La masacre de los patriotas
En la noche del 19 de octubre
de 1833, cerca de cien conjurados se reunieron en dos casas frente
a la Plaza de San Francisco, mientras otros estaban reunidos
en el atrio de la Catedral, diagonal a la Casa de Gobierno, con
treinta y ocho fusiles, catorce de los cuales eran de la época
de la Independencia desenterrados poco antes y los restantes
entregados por Pacífico Chiriboga.
Cuando todo parecía
estar listo, salió a flote la trampa forjada por el gobierno
de Flores. Sus agentes Peña y Medina eran provocadores
infiltrados entre los patriotas. El ejército estaba armado
y preparado para consumar una matanza, los partidarios del Presidente
estaban en la misma casa de gobierno para dirigir la operación.
El general Juan José Flores, salió de Quito el
día anterior con dirección a Latacunga, para que
nadie le acuse de haber dado la orden de la masacre; en su lugar,
en calidad de Encargado quedó el vicepresidente José
Modesto Larrea.
En medio de la noche y a la
hora en que debía producirse la insurrección, lo
que en realidad se desató fue una carnicería contra
los jóvenes patriotas. En lugar de entrega de armas, rugieron
los disparos, un grito de "Viva el Quiteño libre"

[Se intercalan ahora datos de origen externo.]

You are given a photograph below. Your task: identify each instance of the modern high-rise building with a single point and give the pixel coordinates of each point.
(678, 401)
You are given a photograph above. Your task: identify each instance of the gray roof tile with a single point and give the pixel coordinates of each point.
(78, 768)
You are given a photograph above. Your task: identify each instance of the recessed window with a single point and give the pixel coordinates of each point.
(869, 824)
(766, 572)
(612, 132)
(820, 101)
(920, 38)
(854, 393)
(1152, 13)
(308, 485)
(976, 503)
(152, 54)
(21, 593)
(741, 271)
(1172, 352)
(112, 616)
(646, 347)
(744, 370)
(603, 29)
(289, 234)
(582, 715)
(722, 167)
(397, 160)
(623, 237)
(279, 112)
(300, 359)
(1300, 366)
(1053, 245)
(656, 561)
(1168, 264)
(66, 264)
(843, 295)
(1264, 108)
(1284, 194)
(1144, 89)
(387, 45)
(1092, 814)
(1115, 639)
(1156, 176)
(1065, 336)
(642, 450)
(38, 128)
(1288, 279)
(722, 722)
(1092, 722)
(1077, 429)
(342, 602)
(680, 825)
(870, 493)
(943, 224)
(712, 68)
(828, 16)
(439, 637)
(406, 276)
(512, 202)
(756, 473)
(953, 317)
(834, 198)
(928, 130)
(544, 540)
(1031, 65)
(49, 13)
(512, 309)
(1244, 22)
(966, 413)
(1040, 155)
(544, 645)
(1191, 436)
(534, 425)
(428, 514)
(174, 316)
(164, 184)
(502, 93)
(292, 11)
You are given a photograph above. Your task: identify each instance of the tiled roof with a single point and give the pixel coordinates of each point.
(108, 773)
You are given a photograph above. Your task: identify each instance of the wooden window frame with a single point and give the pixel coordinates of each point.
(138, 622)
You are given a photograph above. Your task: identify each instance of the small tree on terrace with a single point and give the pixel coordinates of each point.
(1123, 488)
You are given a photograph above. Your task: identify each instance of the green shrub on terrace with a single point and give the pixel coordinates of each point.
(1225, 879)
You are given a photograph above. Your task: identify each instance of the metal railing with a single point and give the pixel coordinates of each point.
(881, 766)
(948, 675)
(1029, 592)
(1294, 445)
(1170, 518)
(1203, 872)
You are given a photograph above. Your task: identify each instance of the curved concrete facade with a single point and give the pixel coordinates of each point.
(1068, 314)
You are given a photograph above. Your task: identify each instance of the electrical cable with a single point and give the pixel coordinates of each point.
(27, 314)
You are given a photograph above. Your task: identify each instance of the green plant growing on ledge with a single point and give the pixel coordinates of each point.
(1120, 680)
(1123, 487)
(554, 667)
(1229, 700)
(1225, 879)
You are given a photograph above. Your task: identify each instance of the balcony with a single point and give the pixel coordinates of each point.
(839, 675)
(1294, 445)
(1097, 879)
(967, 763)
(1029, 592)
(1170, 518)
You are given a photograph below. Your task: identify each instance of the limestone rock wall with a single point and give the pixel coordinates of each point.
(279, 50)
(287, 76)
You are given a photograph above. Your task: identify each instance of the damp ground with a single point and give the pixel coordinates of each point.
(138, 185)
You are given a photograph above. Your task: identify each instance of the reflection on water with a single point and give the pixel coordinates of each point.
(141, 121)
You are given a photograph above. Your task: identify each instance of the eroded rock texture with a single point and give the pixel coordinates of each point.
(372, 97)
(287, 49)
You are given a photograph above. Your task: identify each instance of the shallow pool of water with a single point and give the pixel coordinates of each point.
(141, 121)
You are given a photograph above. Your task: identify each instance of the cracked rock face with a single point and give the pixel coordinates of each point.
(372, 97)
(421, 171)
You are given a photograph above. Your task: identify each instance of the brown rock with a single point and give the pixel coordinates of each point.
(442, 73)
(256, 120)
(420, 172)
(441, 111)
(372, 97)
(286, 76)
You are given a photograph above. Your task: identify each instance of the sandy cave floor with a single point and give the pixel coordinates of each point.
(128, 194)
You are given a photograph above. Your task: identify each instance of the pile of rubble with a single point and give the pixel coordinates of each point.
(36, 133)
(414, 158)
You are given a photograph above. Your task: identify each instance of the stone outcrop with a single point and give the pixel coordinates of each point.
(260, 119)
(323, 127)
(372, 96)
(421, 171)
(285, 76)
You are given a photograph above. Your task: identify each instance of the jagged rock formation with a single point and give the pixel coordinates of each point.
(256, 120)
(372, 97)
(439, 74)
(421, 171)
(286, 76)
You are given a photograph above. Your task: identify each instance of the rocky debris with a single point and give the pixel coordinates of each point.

fue la valiente respuesta de la juventud idealista que saboreó
la traición. Las fuerzas del gobierno persiguieron a los
insurgentes. Calles, quebradas y montañas fueron las vías
del escape. Al amanecer el día 20 Quito fue testigo de
un cuadro de terror, los cadáveres desnudos del coronel
Hall, Albán, Conde, Echanique estaban colgados de los
postes.
Un nuevo baño se sangre
se consumó esa noche. La masacre no es extraña
para los héroes de la Patria. Huaynacápac hizo
pasar por las armas a 30.000 bravos caranquis en la laguna que
desde entonces se llama "Yaguarcocha" (Lago de sangre),
en 1593 la soldadesca limeña asesinó a los protagonistas
de la Revolución de las Alcabalas, en 1810 otra partida
de asesinos enviados desde esa misma ciudad, masacró a
los Próceres de nuestra Independencia.
Se puede asesinar a los héroes,
se puede romper las imprentas, silenciar las voces y clausurar
los periódicos, pero no se puede matar las ideas ni encadenar
la libertad. "El Quiteño Libre" es la expresión
de dignidad de la Patria Ecuatoriana.